Øster Farimagsgade 5, Postboks 2099, 1014 København K, CSS - Bygning 16, Opgang i, Building: 16.2.67
I joined the University of Copenhagen in 2016 after holding positions at Harvard University and at Mount Holyoke College. I am currently PI and coordinator for the Danish team in a large European research project funded by NORFACE Democratic Governance in a Turbulent Age research program ‘Extreme Identities: A Linguistic and Visual Analysis of European Far-Right Online Communities' Politics of Identity [ExId]’ (project start 2020), and I mentor a Marie Curie Sklodowska project on voters supporting far-right political parites in Western and Central Eastern Europe by Malgorzata Kurjanska.
I have been the PI of the EU co-funded research project “Translating Diversity—Refugee women's and LGBT refugees' voices, protest, and intersectional coalitions on gender and migration in Germany and Denmark” (2016-2018).
At the Department of Sociology, I coordinate the Centre for Political Mobilisation and Social Movement Studies and I am a member of the Culture and Civil Society Research Group and the KU’s Centre for Advanced Migration Studies. I co-chaired the European Sociological Association network on Social Movements (2010-13), and I hold a Ph.D. in Social and Political Sciences from the European University Institute in Florence (2009).
2013-2015 Assistant Professor of International Relations associated to the Department of Sociology, Women’s Research College Mount Holyoke, United States
2011-2012 Harvard Democracy Fellow, Ash Center for Democratic Governance and Innovation
2010-2012 EU Marie Curie Postdoctoral Researcher, University of California, Irvine, Department of Sociology
In my monograph Political Translation—How Social Movement Democracies Survive (Cambridge University Press, 2018) I investigate the intellectual contribution and grassroots democratic leadership style of migrants, and feminists and LGBTI persons of color in US social movements, at the local level of democracy, and in transnational social movements in Europe. I try to understand how and under what conditions increased linguistic and cultural diversity fosters democratic innovation in the areas of intersectional coalitions with migrants, refugees, and minority groups, and political participation in solidarity cities in Europe and the United States.
Primary fields of research
As a cultural sociologist I study migration, political mobilisation, and intersectional approaches to citizenship focusing on three areas.

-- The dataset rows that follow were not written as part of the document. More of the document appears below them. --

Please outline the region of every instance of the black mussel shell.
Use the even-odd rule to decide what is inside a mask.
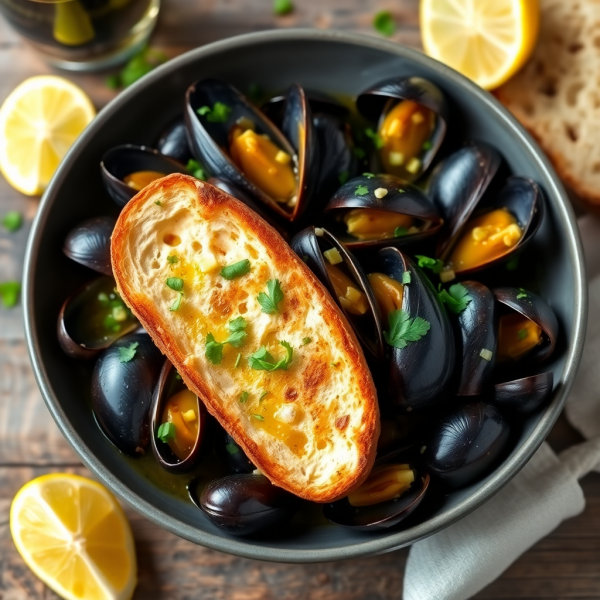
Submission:
[[[156,142],[156,149],[182,165],[187,165],[190,158],[193,158],[183,117],[172,121],[160,134]]]
[[[134,346],[137,344],[137,346]],[[134,355],[124,361],[122,351]],[[121,452],[140,456],[150,441],[150,405],[163,357],[145,333],[116,341],[92,374],[92,409],[106,437]]]
[[[217,102],[225,104],[231,109],[225,122],[210,122],[207,116],[198,114],[197,111],[203,106],[214,106]],[[297,108],[298,104],[294,102],[290,107]],[[302,109],[303,115],[309,114],[308,107],[302,107]],[[242,118],[252,121],[258,134],[268,135],[279,148],[290,156],[295,156],[298,163],[302,161],[302,164],[296,165],[299,179],[298,190],[305,190],[312,185],[308,181],[301,180],[302,177],[313,177],[313,174],[305,168],[313,160],[312,157],[306,155],[306,149],[303,149],[296,156],[294,145],[290,143],[291,140],[288,141],[266,115],[249,102],[241,92],[217,79],[203,79],[188,88],[186,92],[185,120],[192,151],[208,174],[211,177],[231,182],[245,194],[258,202],[262,202],[285,219],[295,220],[304,210],[308,198],[304,197],[303,194],[297,195],[294,206],[286,206],[276,202],[249,181],[229,157],[229,134],[231,128]],[[287,121],[290,126],[295,119],[301,119],[301,116],[291,114],[288,116]],[[312,130],[312,123],[310,128]],[[305,128],[306,130],[307,128]],[[297,132],[295,133],[295,139],[300,142]]]
[[[326,519],[362,531],[375,531],[394,527],[421,504],[429,487],[430,477],[427,473],[417,473],[411,487],[399,498],[387,500],[371,506],[352,506],[348,498],[342,498],[323,506]]]
[[[223,456],[233,473],[252,473],[256,470],[246,453],[224,429],[217,439],[217,444],[219,444],[219,454]]]
[[[558,338],[558,320],[552,308],[537,294],[523,288],[499,287],[492,291],[500,304],[522,314],[542,329],[542,342],[522,360],[536,363],[546,360],[554,352]]]
[[[442,417],[426,444],[427,468],[453,488],[488,472],[507,447],[510,429],[490,404],[474,402]]]
[[[483,202],[479,203],[472,217],[479,217],[498,208],[507,209],[516,218],[519,227],[523,231],[523,236],[510,249],[510,252],[477,267],[459,270],[456,266],[450,265],[460,277],[465,277],[476,271],[502,264],[510,260],[515,255],[515,252],[521,251],[531,241],[542,222],[544,217],[544,196],[538,184],[531,179],[527,179],[526,177],[509,177],[506,185],[500,190],[497,196],[489,199],[485,198]],[[468,220],[463,221],[462,227],[467,223]],[[463,231],[462,227],[456,235],[455,241],[458,241],[460,238]],[[446,257],[451,252],[452,246],[447,246]]]
[[[387,194],[382,198],[375,195],[375,191],[379,189],[387,190]],[[347,232],[342,220],[344,214],[353,208],[370,208],[409,215],[417,219],[421,226],[419,231],[403,231],[397,237],[360,240]],[[442,226],[442,220],[433,202],[419,188],[394,175],[367,173],[355,177],[336,191],[325,211],[336,219],[334,233],[340,242],[352,249],[402,247],[435,235]]]
[[[115,285],[112,277],[98,277],[63,302],[57,321],[58,343],[71,358],[95,358],[116,340],[140,326],[115,293]],[[111,295],[114,299],[110,299]],[[118,320],[110,318],[115,309]]]
[[[347,274],[357,284],[359,291],[367,297],[369,310],[364,315],[353,315],[341,305],[342,312],[352,325],[363,346],[378,359],[384,356],[383,331],[381,329],[381,313],[373,290],[362,267],[346,248],[326,229],[307,227],[298,233],[291,241],[294,252],[307,264],[308,268],[318,277],[327,288],[334,300],[339,304],[337,294],[327,273],[323,252],[336,248],[343,258]]]
[[[94,217],[83,221],[67,234],[63,252],[89,269],[112,276],[110,236],[116,222],[114,217]]]
[[[427,170],[446,135],[448,117],[442,91],[431,81],[421,77],[394,77],[376,83],[359,94],[356,107],[363,117],[378,123],[401,100],[412,100],[429,108],[438,116],[430,140],[431,147],[422,157],[422,167],[417,173],[418,176]]]
[[[345,119],[350,113],[347,107],[327,94],[307,89],[304,90],[304,94],[306,95],[310,109],[315,116],[329,115],[337,119]],[[273,123],[280,125],[283,120],[285,101],[286,95],[279,94],[278,96],[273,96],[267,100],[260,108]]]
[[[202,459],[202,447],[206,437],[206,409],[199,398],[198,401],[198,438],[189,456],[184,460],[179,459],[171,450],[169,444],[162,442],[157,437],[158,428],[162,423],[165,402],[174,394],[185,389],[185,384],[178,380],[176,371],[170,361],[165,361],[160,372],[158,383],[152,394],[150,408],[150,434],[152,452],[158,464],[171,473],[189,473]]]
[[[189,175],[185,165],[162,155],[158,150],[146,146],[124,144],[110,149],[100,162],[102,181],[110,197],[118,206],[125,206],[137,191],[129,187],[123,179],[137,171],[157,171],[170,175]]]
[[[486,389],[494,371],[498,319],[494,294],[482,283],[464,281],[471,301],[456,315],[455,339],[458,360],[458,396],[479,396]],[[481,356],[491,352],[491,359]],[[462,359],[461,359],[462,357]]]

First, I study migrants' political participation in the context of protests and local democracy in US cities, and in the context of queer and feminist solidarity coalitions with refugee women and LGBTI refugees in Denmark, Sweden and Germany.
Second, I work at advancing an interdisciplinary theory and method for combining critical discursive and visual digital media analysis, and I apply this method empirically in order to study political mobilisation, polarisation and public debates on the issues of gender and migration focusig on far right, and right wing populist political actors.
Third, my work connects democratic theory with the microsociology of citizen participation, deliberation and grassroots democracy in societies contending with rising diversity and inequality. In my book Political Translation—How Social Movement Democracies Survive (Cambridge University Press, 2018) I account for the collective practices of political translation, which helped multilingual and culturally diverse community groups and intersectional coalitions work together more inclusively. Based on ethnographic case studies in the US, Germany, Italy, France, and the UK, the analysis reviews a wide range of political deliberations covering high-stakes, fundamental issues, such as inequality in the context of European integration; and polarisation, race, gender, and housing politics and gentrification in the United States.